# Subtask 2
## Find evidence in support or against specific drugs for the treatment of COVID-19

The goal of this subtask is to find evidence in support or against specific drugs for the treatment of COVID-19 within the OGER-annotated LitCovid dataset (both the abstract dataset and the full text dataset can be used).

In [2]:
import requests
import io
import pandas as pd
from operator import itemgetter

The following drugs in particular will be considered: 

| Drug | Concept IDs|  
| :---- | :----- |  
|[hydroxychloroquine](https://en.wikipedia.org/wiki/Hydroxychloroquine) | `RxNorm:5521, CHEBI:5801, MeSH:D006886, UMLS:C0020336`|  
|[remdesivir](https://en.wikipedia.org/wiki/Remdesivir)| `RxNorm:2284718, MeSH:C000606551, UMLS:C4726677, CHEBI:145994`|  
|[avigan](https://en.wikipedia.org/wiki/Favipiravir)| `CHEBI:134722, MeSH:C462182, UMLS:C1138226`|  

Define the list of drugs and COVID-19 with the concept IDs.

In [137]:
hyd_ids = ['5521', 'CHEBI:5801', 'D006886', 'C0020336']
rem_ids = ['2284718', 'C000606551', 'C4726677', 'CHEBI:145994']
avi_ids = ['CHEBI:134722', 'C462182', 'C1138226']

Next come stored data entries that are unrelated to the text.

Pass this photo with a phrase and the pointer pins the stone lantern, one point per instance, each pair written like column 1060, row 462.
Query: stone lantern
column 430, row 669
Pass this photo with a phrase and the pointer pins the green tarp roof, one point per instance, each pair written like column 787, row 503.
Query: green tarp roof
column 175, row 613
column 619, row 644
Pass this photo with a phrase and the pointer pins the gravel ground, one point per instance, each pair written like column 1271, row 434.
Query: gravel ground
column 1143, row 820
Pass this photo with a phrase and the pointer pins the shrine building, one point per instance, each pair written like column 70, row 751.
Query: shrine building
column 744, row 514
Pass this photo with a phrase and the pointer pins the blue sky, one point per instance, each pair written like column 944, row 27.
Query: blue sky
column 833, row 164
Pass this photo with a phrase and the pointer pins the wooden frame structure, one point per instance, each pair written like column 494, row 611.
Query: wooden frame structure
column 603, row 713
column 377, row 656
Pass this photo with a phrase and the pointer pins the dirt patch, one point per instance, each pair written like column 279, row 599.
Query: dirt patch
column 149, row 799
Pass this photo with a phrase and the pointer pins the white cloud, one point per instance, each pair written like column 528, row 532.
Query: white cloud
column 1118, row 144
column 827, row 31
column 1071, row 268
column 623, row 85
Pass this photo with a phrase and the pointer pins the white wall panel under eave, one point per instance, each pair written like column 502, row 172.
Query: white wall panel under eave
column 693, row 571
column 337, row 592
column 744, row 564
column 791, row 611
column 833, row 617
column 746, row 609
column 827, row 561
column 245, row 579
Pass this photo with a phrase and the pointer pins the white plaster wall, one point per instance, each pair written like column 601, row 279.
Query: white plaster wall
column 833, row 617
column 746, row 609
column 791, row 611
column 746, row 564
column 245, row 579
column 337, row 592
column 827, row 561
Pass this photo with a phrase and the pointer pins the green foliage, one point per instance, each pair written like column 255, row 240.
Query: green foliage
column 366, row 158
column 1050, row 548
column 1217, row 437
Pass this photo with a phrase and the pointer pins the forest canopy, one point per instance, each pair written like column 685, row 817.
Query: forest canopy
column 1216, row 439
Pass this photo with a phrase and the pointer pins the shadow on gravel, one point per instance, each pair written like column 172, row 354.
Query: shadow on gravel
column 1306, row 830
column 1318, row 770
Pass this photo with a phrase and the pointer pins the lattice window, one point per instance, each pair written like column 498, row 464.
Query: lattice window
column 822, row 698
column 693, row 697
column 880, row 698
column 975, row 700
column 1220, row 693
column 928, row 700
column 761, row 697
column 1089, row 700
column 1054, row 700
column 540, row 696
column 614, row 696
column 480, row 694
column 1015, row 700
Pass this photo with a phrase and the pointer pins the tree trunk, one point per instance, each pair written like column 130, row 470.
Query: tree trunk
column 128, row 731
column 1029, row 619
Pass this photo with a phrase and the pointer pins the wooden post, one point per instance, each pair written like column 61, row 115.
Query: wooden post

cov_ids = ['D000086382','D000086402','C000657245','C000656484'] #     Covid-19 and SARS-CoV-2


The function to reconstruct the sentences.

In [132]:
# function to generate a sentence give the OGER .tsv output as pandas DataFrame and the sentence id
def get_sentence(df, sent_id):
    _df = df.drop_duplicates(subset=['start_position'])
    #print(_df[_df["sentence_id"]==sent_id])
    offsets = _df[_df["sentence_id"]==sent_id][['start_position','end_position','matched_term']].to_records(index=False)
    #print('offsets:', offsets)
    
    # get the sentence length
    max_offset = max(offsets,key=itemgetter(1))[1]
    min_offset = min(offsets,key=itemgetter(1))[0]
    #print('max_offset:', max_offset)
    #print('min_offset:', min_offset)
    
    # create list of whitespaces in the sentence length to fill in the words
    sent_len = max_offset-min_offset
    #print('sent_len:', sent_len)
    l = list(" "*(sent_len))
    for start_pos, end_pos, word in offsets:
        l[(start_pos-min_offset):(end_pos-min_offset)] = list(word)
    sent = "".join(l)
    return sent

### Use OGER to annotate the articles
Identify articles from PubMed that contain the drug of interest and COVID-19, here we use the article 'Remdesivir for the Treatment of Covid-19 - Final Report' - `PubMed:32445440`

In [None]:
COVID19_IDS = cov_ids
DRUG_IDS = rem_ids

In [133]:
url = 'https://pub.cl.uzh.ch/projects/ontogene/oger/fetch/pubmed/text_tsv/32445440'

In [134]:
req = requests.get(url)  

df = pd.read_csv(io.StringIO(req.text), sep='\t')
df.columns = [c.lower().replace(' ', '_') for c in df.columns]

Find all sentences that refer to both COVID-19 and the drug of interest. 

In [135]:
sent_ids = df.sentence_id.unique()
sent_ids
found_sentences = []
for sent_id in sent_ids:
    # Check if sentences mentions drug as well as COVID-19
    drug = df[df['sentence_id']==sent_id]['entity_id'].isin(DRUG_IDS).any()
    covid = df[df['sentence_id']==sent_id]['entity_id'].isin(COVID19_IDS).any()
    if drug and covid:
        sent = get_sentence(df, sent_id)
        print(f"sent_id, sent")
        found_sentences.append(sent)

S1 Remdesivir for the Treatment of Covid-19 - Final Report.
S3 We conducted a double-blind, randomized, placebo-controlled trial of intravenous remdesivir in adults who were hospitalized with Covid-19 and had evidence of lower respiratory tract infection.
S11 Our data show that remdesivir was superior to placebo in shortening the time to recovery in adults who were hospitalized with Covid-19 and had evidence of lower respiratory tract infection.


In [136]:
for s in found_sentences:
    print(s, "\n")

Remdesivir for the Treatment of Covid-19 - Final Report. 

We conducted a double-blind, randomized, placebo-controlled trial of intravenous remdesivir in adults who were hospitalized with Covid-19 and had evidence of lower respiratory tract infection. 

Our data show that remdesivir was superior to placebo in shortening the time to recovery in adults who were hospitalized with Covid-19 and had evidence of lower respiratory tract infection.